In my neighbourhood, coyote alerts abound, which as a cat owner I personally appreciate. But if a cat mom has taken to the app with a plea for any word on Fluffy, uncharacteristically missing now for days, this is not the time to berate her in all-caps-plus-angry-face-emojis for letting Fluffy out in the first place.
I was down with a sinus infection recently and spent way too much time doom-roaming Nextdoor. While there was plenty of banal and even heartwarming stuff, I also witnessed an elongated, high-pitched brawl over the rate housecleaners should be paid. Sixty dollars an hour, posited the original poster, almost as if they were looking for a fight. Oh, and they got one. A fight that devolved into accusations of racism and more.
Someone else posted a security-camera photo of a young person who had ding-dong-ditched their house, and before you could say nicky-nicky-nine doors, the pile-on was on. People rightly chastised the poster for publicly sharing photos of youth engaged in a harmless prank. Another disagreed and suggested they post that photo far and wide; alllll over town. Harmless? Please. Not according to another neighbour, who posted photos and video of a prankster who had banged on their door so hard the glass broke. Just let them come to my place, another mused. Then they’ll see what’s what.
A helpful landlord let their neighbours know that their one-bedroom, one-bathroom laneway house would soon be available – useful information, especially with rentals so hard to find right now. They are asking $1900 a month (welcome to Vancouver). I’m not sure if they found a tenant, but they did find themselves shamed and blamed. One person claimed inflation was a farce being used to gouge people for everything from rent to food. “Bloodsuckers!”
This place is a battleground posing as a playground. And I think it says something about the way we have become; the way we operate these days as a society. What was conceived as an attempt at helpful, even meaningful connection, has devolved into a network of tattletales and petty bickering. Or worse.

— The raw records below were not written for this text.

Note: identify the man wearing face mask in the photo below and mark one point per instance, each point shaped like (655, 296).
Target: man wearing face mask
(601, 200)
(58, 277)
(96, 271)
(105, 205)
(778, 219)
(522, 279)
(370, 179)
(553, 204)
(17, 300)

The app has been even more problematic elsewhere, particularly in some U.S. neighbourhoods, where racial profiling in posts about suspicious characters roaming the streets has become a serious issue – to the point where Nextdoor asked users to please stop. That was in 2016. As the Black Lives Matter movement gathered steam in 2020, U.S. Congresswoman Alexandra Ocasio-Cortez called on Nextdoor (via Twitter) to publicly deal with its “Karen problem.” In the midst of those BLM protests, some Nextdoor users posted demeaning hashtags like “All Lives Matter” and “#BeachLivesMatter.”
Nextdoor is trying to fix – or, at least, counter – the problem. On its blog, you’ll find announcements about the Nextdoor Kind Foundation’s local business grant recipients (which include a trio of mothers who want to open a coffee shop, and a mom-and-pop transport business hoping to expand into dump trucks). There is a post sharing three ways to spread kindness on Random Acts of Kindness Day (February 17, did you miss it?), and one about the power of Black resilience in the neighbourhood.
It’s not the app. It’s the people who use it. The posts are coming from inside the neighbourhood.
What I imagined would be a helpful, civic-minded meeting place for an exchange of local tips and tricks is frequently not even a safe or civil place for an exchange of ideas. What’s worse, this toxic behaviour is leaking out from our keyboards and into the real world.